I was watching a parliamentary debate on television the other day. The MPs babbled away apathetically, as though they don’t want to see what is going on, as though the fact the country is on fire is none of their business, as though the uprising of the country’s youth was confined to some tiny hamlet somewhere, as though they were not the ones who had fanned the flames, cracked the foundations of our institutions, shattered the credibility of the democratic state, degraded civil society and led the people astray.

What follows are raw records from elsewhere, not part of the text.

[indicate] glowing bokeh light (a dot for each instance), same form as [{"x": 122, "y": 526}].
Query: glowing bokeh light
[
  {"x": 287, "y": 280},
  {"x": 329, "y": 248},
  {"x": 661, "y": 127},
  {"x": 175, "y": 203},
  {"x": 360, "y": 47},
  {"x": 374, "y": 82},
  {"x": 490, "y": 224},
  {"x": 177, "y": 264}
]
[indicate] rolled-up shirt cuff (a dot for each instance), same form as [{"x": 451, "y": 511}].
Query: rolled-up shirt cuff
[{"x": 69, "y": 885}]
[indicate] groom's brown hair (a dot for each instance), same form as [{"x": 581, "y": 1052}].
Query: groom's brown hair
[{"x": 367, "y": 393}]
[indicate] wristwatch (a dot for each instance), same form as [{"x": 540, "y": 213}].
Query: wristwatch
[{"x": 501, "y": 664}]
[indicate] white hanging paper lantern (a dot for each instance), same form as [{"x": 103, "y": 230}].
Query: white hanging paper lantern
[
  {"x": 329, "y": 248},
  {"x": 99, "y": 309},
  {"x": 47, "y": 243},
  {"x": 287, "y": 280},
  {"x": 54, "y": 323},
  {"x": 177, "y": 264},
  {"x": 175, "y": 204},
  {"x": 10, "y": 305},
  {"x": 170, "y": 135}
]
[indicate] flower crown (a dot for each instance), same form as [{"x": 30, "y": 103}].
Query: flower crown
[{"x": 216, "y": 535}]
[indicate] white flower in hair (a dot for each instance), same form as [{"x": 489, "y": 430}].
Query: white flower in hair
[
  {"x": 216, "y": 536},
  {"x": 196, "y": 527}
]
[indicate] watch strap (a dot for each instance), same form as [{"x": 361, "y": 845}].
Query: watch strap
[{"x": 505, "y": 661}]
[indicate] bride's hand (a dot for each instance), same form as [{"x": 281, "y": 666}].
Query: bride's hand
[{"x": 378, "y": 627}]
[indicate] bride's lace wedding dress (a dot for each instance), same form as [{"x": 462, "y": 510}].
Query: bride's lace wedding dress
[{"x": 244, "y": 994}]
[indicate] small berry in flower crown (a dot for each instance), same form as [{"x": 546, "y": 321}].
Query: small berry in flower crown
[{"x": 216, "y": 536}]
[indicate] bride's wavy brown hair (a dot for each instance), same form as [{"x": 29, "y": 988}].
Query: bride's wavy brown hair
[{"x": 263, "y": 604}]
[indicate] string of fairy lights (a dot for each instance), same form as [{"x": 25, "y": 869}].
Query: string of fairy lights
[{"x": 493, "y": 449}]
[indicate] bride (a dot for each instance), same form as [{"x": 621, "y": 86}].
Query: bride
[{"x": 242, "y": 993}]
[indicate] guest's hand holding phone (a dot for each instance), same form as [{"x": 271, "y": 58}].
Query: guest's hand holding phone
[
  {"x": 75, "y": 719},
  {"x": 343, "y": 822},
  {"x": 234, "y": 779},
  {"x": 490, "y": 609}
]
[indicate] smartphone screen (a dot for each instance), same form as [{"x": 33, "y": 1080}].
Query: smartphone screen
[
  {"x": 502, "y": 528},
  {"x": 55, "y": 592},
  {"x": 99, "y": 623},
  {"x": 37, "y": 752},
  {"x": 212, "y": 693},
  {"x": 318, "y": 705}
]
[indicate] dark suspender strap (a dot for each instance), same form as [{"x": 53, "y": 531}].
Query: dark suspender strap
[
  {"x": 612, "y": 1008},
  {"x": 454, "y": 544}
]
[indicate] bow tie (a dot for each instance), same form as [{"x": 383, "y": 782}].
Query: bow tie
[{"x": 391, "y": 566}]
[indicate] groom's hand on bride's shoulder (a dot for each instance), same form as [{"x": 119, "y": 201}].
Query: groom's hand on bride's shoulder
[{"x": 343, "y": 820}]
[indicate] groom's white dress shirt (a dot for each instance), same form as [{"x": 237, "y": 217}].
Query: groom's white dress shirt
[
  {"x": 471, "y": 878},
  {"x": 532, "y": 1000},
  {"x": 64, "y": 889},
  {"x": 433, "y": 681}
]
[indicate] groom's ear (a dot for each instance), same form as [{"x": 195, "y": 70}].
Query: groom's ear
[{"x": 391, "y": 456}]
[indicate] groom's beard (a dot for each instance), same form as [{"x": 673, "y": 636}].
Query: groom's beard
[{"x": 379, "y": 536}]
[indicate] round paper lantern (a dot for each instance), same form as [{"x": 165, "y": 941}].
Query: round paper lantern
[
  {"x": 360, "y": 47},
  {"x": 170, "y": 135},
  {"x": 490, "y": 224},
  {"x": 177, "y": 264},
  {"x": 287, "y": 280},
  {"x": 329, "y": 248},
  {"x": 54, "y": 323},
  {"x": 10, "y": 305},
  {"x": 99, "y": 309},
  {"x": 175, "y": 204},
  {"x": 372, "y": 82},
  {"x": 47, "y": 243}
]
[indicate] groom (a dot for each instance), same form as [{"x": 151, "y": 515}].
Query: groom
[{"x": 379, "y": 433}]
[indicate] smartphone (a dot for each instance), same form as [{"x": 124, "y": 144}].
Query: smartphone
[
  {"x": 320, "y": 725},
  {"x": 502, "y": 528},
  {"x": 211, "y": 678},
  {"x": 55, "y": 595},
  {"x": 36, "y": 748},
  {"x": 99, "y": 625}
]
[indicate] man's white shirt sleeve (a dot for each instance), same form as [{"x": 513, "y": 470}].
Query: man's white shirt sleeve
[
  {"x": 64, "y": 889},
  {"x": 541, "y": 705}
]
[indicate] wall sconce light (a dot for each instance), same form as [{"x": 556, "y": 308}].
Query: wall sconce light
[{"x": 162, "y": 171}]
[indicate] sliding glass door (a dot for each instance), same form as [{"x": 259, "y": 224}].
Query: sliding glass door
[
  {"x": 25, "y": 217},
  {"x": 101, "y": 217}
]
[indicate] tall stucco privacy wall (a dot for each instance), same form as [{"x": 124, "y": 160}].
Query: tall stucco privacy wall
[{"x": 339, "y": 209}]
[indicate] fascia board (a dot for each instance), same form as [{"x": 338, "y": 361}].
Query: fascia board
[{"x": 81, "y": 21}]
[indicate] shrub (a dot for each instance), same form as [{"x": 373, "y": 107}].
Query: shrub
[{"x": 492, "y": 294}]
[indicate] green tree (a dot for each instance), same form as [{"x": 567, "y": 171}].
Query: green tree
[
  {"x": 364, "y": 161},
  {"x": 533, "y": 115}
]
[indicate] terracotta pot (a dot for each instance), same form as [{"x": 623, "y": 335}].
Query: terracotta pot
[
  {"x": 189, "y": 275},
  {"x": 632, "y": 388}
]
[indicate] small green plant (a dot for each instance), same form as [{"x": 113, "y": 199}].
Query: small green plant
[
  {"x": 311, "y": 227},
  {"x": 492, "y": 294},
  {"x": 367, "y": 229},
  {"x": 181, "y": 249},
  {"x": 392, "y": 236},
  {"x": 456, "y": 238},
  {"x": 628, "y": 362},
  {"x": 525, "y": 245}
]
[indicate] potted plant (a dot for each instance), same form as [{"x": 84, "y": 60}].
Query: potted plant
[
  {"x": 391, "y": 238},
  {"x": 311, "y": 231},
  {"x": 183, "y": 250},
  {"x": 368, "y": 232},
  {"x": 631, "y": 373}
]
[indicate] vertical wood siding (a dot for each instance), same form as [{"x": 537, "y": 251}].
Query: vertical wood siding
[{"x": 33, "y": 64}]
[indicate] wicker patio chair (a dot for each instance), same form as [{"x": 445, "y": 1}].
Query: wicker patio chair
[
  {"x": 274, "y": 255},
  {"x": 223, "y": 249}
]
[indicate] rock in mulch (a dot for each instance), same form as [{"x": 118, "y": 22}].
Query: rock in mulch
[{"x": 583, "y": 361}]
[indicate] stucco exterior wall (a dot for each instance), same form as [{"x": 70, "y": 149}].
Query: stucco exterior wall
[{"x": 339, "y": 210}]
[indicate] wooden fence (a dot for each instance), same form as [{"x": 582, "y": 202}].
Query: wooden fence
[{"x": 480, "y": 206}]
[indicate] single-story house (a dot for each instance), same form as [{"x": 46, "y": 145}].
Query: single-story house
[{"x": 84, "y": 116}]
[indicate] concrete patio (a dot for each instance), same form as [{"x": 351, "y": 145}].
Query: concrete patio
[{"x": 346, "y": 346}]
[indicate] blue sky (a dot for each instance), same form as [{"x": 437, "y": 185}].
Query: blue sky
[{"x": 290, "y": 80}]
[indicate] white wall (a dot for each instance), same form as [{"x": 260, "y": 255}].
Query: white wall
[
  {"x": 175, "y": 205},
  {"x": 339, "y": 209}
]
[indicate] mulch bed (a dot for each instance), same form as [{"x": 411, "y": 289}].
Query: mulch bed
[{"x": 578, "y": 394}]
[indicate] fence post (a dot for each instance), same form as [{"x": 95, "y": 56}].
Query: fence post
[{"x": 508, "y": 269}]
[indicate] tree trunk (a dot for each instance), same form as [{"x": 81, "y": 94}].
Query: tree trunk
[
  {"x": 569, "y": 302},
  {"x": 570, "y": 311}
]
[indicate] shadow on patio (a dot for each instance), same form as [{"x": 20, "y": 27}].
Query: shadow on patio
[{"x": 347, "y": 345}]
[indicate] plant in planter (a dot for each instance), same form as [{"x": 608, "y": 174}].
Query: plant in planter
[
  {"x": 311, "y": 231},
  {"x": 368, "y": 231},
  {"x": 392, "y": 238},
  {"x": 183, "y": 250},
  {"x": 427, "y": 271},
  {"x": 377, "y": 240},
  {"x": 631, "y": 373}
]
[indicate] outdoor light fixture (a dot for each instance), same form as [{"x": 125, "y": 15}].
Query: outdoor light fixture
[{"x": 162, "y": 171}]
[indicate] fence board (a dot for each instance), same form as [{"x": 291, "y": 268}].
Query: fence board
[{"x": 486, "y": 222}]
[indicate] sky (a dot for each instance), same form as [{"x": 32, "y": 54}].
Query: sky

I didn’t hear a single word of self-reproach, a single apology. When Greece was set alight over the murder of a schoolboy, the clueless minister of education was having fun at a nightclub and at a soccer game. And the courts of television, toxic substitutes for the real, paralyzed thing, were passing judgment and demanding confessions of guilt: “Do you renounce Satan?” The only acceptable answer is “I do” and anyone who dares ask who exactly Satan is in this case is thrown to the mercy of the tele-judges.

We continue to go about business in the same way, without apology or self-criticism, without asking the right questions or trying to understand the answers. In a cowardly and hysterical manner. Blind. Some, like ignoble hyenas, replace justice and morality with legal technicalities, desecrating the still-warm corpse of a 15-year-old.

The international media describe the Greek uprising against a backdrop of nepotism, corruption, scandals, institutional crisis and unemployment. The system here, the one that gave birth to the crisis, is blind to all this. It only sees random, isolated events, looks for a technical answer to the problem, a quick way to sweep it under the carpet.

But the problem will not go away, will not be forgotten or bypassed. The torching of the Christmas tree in front of Parliament was a signal. The marginalized, the underclass and now even the children are sending a burning message: We have made a mistake, we need to take another look at the problem. Let’s not ignore it.